A DH spokesman said that the incident was first came to light because of notification by the Hospital Authority (HA). On May 2, a 56-year-old lady developed symptoms and signs compatible with aconitum alkaloid poisoning, including dizziness, generalised numbness and shock, after consuming Chinese herbal medicines for her oral ulcer prescribed by a registered Chinese medicine practitioner who stationed at Winner Medicine Company, located at Flat 8, G/F, Kai Lok Building, Kai Yip Estate, Kowloon Bay. She was then admitted into a public hospital and is now in stable condition.
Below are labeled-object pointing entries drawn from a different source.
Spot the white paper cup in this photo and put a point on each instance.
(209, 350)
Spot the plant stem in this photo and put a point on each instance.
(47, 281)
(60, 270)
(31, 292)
"The clinical suspicion was confirmed by HA laboratory testing, the results of which were made available to the DH today. Two rare and poisonous aconitum alkaloids, yunaconitine and crassicauline A, were found in both the lady's urine and the herbal remnant," the spokesman said.
The patient was dispensed the Chinese herbs with a formula comprising 17 Chinese herbs and the herbal broth was prepared by herself. The herbs in the patient's prescription should not contain "yunaconitine" and "crassicauline A".
"Yunaconitine and crassicauline A are aconitum alkaloids of plant constituent. Chinese herbal medicines with such constituents are not commonly used in Hong Kong. They include Radix Aconiti Austroyunnanensis, Radix Aconiti Forrestii and Radix Aconiti Sungpanensis, etc. If improperly used, aconitum alkaloids can cause symptoms including numbness of mouth and limbs, nausea and vomiting, limb weakness, breathing difficulties and cardiac arrhythmias," the spokesman remarked.
DH inspectors did not find any obvious contamination of Chinese herbal medicines during investigations at the retailer today. Samples of Chinese herbal medicines have been taken from the retailer for urgent laboratory testing. Investigation continues.
"So far, DH has not received any other report of related adverse incidents. While the investigation continues, healthcare professionals should be on the alert and report to DH if they come across suspicious cases," the spokesman added.